The underside of Gilded Age New York: Leslie Parry's Church of Marvels

“Life is uncommon and strange; it is full of intricacies and odd, confounding turns.” This statement made by the opening narrator of Parry’s creative debut also describes its characters and story line, which bursts with extraordinary, Dickensian-style details of 1895 New York.

Amid the city’s grimy waterfronts, opium dens, and other lowlife regions, four impoverished misfits pursue separate missions. The discovery of a newborn baby in the privies outside a tenement prompts Sylvan Threadgill to locate the child’s mother, while Odile Church leaves Coney Island to find her sister, Belle, her sideshow partner before fire killed their courageous mother and destroyed their circus. Lastly, young Alphie waits for her undertaker husband to rescue her from an asylum. Their stories twine together in ways that feel surprising when first encountered but were actually carefully planted from the start.

Emphasizing the plight of women, orphans, and society’s nonconforming outcasts, the setting is superbly showcased, with its medley of sights and smells both wretched and wondrous. Especially recommended for admirers of atmospheric nineteenth-century historicals like Emma Donoghue’s Frog Music (2014).

Church of Marvels will be published on May 5th by Ecco (hb, $26.99, 320pp) and in June by Two Roads in the UK (hb, £16.99).  This review first appeared in Booklist's April 15th issue, which has a special focus on historical fiction.
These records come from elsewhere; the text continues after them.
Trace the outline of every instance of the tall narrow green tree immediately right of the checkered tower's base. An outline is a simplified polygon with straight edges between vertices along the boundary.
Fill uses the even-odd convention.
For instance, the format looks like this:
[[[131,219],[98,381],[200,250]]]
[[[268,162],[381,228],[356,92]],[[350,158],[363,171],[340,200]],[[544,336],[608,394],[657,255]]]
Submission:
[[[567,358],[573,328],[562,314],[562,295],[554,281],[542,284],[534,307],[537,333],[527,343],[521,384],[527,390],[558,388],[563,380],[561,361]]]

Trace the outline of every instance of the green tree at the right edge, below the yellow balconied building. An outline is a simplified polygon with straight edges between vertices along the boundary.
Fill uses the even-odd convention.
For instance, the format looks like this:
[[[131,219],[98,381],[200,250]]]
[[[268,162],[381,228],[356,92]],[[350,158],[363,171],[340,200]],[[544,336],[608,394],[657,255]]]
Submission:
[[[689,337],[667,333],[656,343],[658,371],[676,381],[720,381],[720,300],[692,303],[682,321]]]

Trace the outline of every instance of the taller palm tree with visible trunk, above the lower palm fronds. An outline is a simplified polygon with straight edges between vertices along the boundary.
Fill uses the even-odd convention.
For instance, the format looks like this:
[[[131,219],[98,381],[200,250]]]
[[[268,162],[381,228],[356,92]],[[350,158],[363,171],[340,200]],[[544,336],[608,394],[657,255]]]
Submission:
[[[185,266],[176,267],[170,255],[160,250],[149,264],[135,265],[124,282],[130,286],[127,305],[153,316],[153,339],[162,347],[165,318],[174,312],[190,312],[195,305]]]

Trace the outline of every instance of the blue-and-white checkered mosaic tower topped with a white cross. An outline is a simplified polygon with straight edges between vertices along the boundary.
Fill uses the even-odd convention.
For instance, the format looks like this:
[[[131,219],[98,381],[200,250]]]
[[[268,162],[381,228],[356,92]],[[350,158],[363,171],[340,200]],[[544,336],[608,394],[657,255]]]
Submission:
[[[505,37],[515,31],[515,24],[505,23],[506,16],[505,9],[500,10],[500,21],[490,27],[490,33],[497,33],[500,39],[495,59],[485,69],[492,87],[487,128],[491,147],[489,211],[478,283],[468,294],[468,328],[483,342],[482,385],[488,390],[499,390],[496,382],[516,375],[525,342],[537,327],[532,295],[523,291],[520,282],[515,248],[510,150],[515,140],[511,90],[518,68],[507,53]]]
I've mentioned here before that I'm not usually drawn to novels dealing with circuses, fairs, magicians, etc..  Growing up hearing grisly tales of the Hartford Circus Fire (1944) and with a fear of clowns had that effect on me.  However, after reading and reviewing a few of these books and enjoying them very much, it may be time to revise my opinions.  Or at least make exceptions!